Why Traditional Data Architecture Falls Short—and How Apache Iceberg Can Help
Traditional data architecture patterns come with significant limitations. These outdated methods often require Extract, Transform, Load (ETL) processes to move data into each tool, a costly and cumbersome approach that leads to data silos and drift. Moreover, this practice locks your data into specific proprietary tools and formats. Fortunately, there’s a better way, and this book will show you how.
Apache Iceberg offers a modern solution that delivers the capabilities, performance, scalability, and cost-efficiency needed for an open data lakehouse. By applying the concepts in this book, you’ll be able to handle interactive, batch, machine learning, and streaming analytics without the need to duplicate data across various proprietary systems and formats.
What is Apache Iceberg?
Apache Iceberg is a high-performance table format designed for massive analytic tables. It brings the reliability and simplicity of SQL tables to big data, allowing engines like Spark, Trino, Flink, Presto, Hive, and Impala to work with the same tables concurrently and safely.
Here’s what makes Iceberg stand out:
- Expressive SQL: Iceberg supports advanced SQL commands for merging new data, updating rows, and deleting records. It can optimize read performance by eagerly rewriting data files or use delete deltas for quicker updates.
- Full Schema Evolution: Schema changes are seamless. You can add, rename, or reorder columns without rewriting the entire table. No more “zombie” data or complex schema updates.
- Hidden Partitioning: Iceberg automates partitioning, eliminating the need for manual filtering. It efficiently skips unnecessary partitions and files, adapting the table layout as data and queries evolve.
- Time Travel and Rollback: Time-travel capabilities allow reproducible queries with specific table snapshots, and version rollback lets users revert tables to previous states to correct issues quickly.
- Data Compaction: Iceberg supports out-of-the-box data compaction with various strategies, such as bin-packing or sorting, to optimize file layout and size.
Comparing Apache Iceberg with Other Technologies
- Iceberg vs. Parquet: Iceberg excels in large-scale data warehousing and real-time processing, while Parquet is known for its integration with various big data tools and its focus on query performance and storage efficiency.
- Iceberg vs. Hive: Unlike Hive Metastore, where changes are managed through Hive alone, Iceberg allows multiple tools to concurrently update tables, providing a complete history of schema and data changes.
What Problems Does Apache Iceberg Solve?
Apache Iceberg simplifies building data lakes and performing data operations for anyone familiar with SQL. It ensures data consistency, meaning that any user accessing the data will see a unified view.
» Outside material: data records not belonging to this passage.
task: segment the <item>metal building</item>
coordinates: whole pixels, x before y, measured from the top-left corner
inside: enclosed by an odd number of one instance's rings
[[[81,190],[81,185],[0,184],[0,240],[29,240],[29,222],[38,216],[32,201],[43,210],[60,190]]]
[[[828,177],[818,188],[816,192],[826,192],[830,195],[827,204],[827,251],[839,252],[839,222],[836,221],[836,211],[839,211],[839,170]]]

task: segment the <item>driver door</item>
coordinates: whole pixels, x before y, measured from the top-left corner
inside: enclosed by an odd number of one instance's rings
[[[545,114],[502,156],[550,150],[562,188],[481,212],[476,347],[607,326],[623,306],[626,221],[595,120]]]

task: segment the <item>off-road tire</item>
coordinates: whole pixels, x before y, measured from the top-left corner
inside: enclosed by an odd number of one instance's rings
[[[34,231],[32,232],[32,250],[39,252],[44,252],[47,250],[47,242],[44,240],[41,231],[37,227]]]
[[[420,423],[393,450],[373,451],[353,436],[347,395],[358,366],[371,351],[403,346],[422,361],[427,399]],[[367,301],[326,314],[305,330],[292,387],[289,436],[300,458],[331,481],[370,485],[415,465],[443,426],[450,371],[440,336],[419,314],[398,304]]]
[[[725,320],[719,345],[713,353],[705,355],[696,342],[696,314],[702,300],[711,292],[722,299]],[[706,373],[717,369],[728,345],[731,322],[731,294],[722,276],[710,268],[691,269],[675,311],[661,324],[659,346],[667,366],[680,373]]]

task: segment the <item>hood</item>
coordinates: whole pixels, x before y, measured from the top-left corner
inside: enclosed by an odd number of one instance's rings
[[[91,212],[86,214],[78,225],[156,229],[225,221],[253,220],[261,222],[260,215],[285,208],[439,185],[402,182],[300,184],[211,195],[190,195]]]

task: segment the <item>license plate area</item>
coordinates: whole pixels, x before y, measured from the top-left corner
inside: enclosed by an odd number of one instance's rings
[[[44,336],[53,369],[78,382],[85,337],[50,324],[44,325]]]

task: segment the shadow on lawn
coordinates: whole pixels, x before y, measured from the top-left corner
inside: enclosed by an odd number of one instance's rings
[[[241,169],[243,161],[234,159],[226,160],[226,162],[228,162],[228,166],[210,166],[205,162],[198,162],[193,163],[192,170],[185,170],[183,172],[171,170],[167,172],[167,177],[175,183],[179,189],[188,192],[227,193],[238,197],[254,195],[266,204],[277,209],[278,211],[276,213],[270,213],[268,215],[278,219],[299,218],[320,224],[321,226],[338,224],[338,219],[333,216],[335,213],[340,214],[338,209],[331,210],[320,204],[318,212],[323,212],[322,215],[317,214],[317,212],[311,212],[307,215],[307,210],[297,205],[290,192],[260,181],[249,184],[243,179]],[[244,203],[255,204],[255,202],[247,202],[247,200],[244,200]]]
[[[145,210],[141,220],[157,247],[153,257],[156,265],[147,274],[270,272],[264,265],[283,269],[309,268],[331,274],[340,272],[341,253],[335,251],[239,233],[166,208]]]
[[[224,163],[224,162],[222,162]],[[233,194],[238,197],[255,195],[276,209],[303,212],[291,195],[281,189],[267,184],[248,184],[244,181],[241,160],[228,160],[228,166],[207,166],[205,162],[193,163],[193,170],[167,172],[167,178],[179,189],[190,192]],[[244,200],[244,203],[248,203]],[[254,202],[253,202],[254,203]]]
Is Apache Iceberg a Lakehouse?
Yes, Apache Iceberg is the open table format at the heart of the data lakehouse architecture. Its detailed metadata files and analytics-optimized design enhance query engine efficiency.
Iceberg and Snowflake
Iceberg Tables combine the performance and familiar query capabilities of Snowflake tables with customer-managed cloud storage. This integration helps Snowflake users overcome common barriers and unlock the full value of their data.
Can Databricks Read Iceberg?
Yes, Databricks can read Iceberg tables through the Delta Universal Format (UniForm), provided you are using Databricks Runtime 14.3 LTS or later.